As the name implies, when you operate from the “one leader in a room” mindset, you believe there can be only one leader in the room – or on the team – at a time: the formal team leader. If the formal leader is you, you alone are responsible for all of the team’s leadership tasks, including identifying the team’s direction and key goals, leading team meetings, and managing challenging work relationships among team members.
When you operate in this mode, you feel like you and your team members are in the same boat. Yet you alone are the boat’s designer, captain, and navigator, while the rest of the crew shows up to row. At some point on the journey you wonder, “Why aren’t they doing more?”
Apart from your frustration, what other results does this mindset produce?
Answer: less team commitment and lower accountability.
- When your direct reports see you as the sole leader on the team, they see the team as your team, not their team.
- Because you’re the one generating solutions, they have less ownership of the solutions.
- Because you’re the one resolving conflicts among team members, the team members don’t have to take accountability for their own actions and work relationships.
- Because you’re the central leader in all of these situations, you reinforce the idea that other team members need only play a support role. Their focus will be on accountability to you, not to the team.
If you’re in this “one leader in a room” situation, you may take on more and more of the team’s leadership to compensate for the reluctance of your direct reports to assume leadership roles. Or you may decide to pull back on your leadership, waiting to see if team members step in to fill the vacuum. Both responses exacerbate accountability and commitment problems.
The “one leader in a room” mindset not only leaves you exhausted and the team alienated, it limits the range of potential results for the team and underutilizes team members’ capabilities.

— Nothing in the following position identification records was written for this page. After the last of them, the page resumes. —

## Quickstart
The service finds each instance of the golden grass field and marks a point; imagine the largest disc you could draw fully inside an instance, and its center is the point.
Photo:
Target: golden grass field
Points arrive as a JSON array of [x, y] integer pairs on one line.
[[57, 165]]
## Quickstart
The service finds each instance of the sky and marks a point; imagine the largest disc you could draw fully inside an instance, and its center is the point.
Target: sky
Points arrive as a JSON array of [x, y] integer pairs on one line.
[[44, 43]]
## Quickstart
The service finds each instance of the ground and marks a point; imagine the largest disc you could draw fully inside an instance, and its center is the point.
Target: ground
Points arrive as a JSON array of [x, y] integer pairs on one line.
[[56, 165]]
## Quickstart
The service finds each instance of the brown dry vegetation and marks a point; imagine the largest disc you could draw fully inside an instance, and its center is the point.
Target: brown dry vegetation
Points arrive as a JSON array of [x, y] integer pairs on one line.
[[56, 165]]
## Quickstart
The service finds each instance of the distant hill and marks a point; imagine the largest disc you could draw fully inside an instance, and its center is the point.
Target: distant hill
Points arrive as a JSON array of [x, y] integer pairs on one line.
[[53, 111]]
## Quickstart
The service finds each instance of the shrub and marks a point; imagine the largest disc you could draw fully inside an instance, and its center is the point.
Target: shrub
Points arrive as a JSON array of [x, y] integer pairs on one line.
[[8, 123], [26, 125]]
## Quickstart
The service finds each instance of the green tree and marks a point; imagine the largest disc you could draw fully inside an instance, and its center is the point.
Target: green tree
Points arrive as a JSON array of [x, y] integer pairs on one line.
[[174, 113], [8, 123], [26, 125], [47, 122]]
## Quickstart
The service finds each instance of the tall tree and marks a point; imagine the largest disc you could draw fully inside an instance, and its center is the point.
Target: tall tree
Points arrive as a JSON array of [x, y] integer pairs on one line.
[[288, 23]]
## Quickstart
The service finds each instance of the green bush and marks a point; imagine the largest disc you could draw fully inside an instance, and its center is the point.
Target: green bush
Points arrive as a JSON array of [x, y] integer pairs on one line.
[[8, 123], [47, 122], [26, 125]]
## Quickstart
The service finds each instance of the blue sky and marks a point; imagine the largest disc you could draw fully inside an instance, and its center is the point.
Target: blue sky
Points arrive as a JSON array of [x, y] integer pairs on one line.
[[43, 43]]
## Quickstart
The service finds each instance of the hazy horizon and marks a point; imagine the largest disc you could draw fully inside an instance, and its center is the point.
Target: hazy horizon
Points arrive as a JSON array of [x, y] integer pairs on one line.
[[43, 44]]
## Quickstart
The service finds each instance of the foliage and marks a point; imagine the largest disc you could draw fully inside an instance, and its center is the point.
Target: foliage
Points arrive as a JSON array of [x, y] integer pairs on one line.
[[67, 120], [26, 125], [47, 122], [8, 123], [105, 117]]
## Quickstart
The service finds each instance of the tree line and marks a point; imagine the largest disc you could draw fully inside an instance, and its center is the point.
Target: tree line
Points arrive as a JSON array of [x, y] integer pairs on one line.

Sharing leadership involves having different team members take primary responsibility for captaining and navigating the ship at times, and involves everyone in reacting to storms and shoals and in finding new routes and upgrading technologies for powering the ship beyond rowing.
If you want greater team commitment and accountability, raise the issue with your team. Describe your interest in having a team in which each member shares in the team’s leadership. Describe what you want that to look like and how you think it would create better results for the team. Contrast that picture with how you see the team currently functioning. Then get curious: what are their reactions? Are they interested in taking on leadership roles? Are they interested the results you described? How do they see sharing team leadership contributing to results? How do they see the team currently functioning? What would need to happen for them to take on the shared commitment and accountability you want to see?
When you raise this with the team, you get to the heart of one of the issues that contributes to lower team performance. And you take an important step toward creating the team you need.